If the patient is due for their mammogram and they are ready to do it, there shouldn't be a need for a lot of electronic messages back and forth between the patient and radiology. It should simply result in a queued-up task for me to sign, a screening bilateral mammogram order with the correct diagnosis code of breast cancer screening, already sent to their insurance company for approval, then the patient can coordinate an appointment time with radiology. And again, once it's done, it comes back into the system with the results. If it's normal, that satisfies the health maintenance modifiers in the system. If it's not normal, then perhaps we can build in sophisticated pathways to take us down the next steps of diagnostic imaging and testing needed.
But let's not get ahead of ourselves just yet. A lot of the necessary follow-up could be done with electronic systems that are smart enough to figure out what to do next, based on rules we will give it, but some of this ultimately may need a human touch, navigators and community-based organizers helping patients coordinate getting these things done. However, I do think we have a powerful enough system already in place that should be able to help build these modules onto what we already have.
Extending the Model
For all the years I've been doing this, I've seen reports generated by insurance companies and by the practice itself that show that we're not getting all our patients all they need.
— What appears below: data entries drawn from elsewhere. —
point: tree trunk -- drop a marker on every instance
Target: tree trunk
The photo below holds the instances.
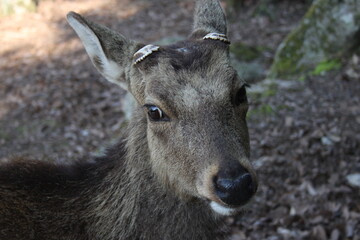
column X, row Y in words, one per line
column 328, row 31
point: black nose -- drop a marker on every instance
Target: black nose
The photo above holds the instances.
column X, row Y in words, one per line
column 234, row 186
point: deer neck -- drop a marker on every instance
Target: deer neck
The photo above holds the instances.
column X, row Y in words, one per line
column 133, row 199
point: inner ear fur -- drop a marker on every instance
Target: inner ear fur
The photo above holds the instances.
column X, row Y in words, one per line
column 209, row 17
column 110, row 52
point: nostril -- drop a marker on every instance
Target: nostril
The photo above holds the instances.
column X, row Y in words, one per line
column 235, row 191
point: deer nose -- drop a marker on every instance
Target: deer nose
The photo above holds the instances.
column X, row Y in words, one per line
column 234, row 186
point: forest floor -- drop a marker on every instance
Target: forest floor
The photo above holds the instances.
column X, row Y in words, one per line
column 305, row 139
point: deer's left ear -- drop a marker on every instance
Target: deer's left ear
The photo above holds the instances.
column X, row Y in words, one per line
column 209, row 18
column 110, row 52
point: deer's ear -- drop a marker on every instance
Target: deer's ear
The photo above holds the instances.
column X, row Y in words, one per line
column 109, row 51
column 209, row 18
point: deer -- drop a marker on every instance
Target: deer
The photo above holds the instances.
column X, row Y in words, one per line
column 180, row 168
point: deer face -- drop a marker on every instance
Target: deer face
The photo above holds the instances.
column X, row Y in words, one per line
column 194, row 102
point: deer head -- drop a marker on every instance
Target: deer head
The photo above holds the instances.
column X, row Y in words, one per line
column 194, row 102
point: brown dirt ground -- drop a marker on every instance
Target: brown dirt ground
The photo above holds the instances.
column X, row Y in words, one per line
column 54, row 105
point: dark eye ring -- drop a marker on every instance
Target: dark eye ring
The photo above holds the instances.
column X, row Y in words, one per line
column 155, row 113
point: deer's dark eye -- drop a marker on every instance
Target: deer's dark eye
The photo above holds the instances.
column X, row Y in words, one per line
column 155, row 113
column 240, row 96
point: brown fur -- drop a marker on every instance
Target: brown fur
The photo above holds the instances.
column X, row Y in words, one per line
column 158, row 181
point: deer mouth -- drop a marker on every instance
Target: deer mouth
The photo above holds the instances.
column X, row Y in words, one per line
column 224, row 210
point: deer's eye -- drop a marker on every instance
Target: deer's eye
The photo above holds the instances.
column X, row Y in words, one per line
column 155, row 113
column 240, row 96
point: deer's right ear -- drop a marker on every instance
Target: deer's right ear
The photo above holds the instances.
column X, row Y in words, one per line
column 110, row 52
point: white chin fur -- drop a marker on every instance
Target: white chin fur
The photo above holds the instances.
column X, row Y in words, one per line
column 225, row 211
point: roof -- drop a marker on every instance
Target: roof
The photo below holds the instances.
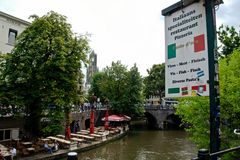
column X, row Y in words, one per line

Perhaps it's time to accept that the model we have of trying to take care of all of this during a very brief office visit is just not enough, is never going to cut it. It's never going to overcome the inequities and the access issues that so often stand in our patient's way.
But if we can fix this -- and if we can do it for vaccines, health maintenance items, and even disease-specific interventions like annual ophthalmology visits for people with diabetes, then maybe we can extend this out and go on to create more and more systems to help patients get control of their medical conditions. Think of a future where a patient with hypertension gets started on a medication in our office, and then things get handed over to the system that helps them monitor their blood pressure, and perhaps even dose-escalate in response to home readings on pathways we design. A person with diabetes could have their oral medications or insulin dose titrated up or down based on glucose readings from a continuous glucose monitor they wear at home that connects back into the system we have.
This would go a long way to creating a more engaged system, more empowered and informed patients, and help these patients get all they need to get and stay healthier, while not just simply dumping this all back on the overworked and overburdened healthcare system we have right now.
The possibilities are endless, while our time is not.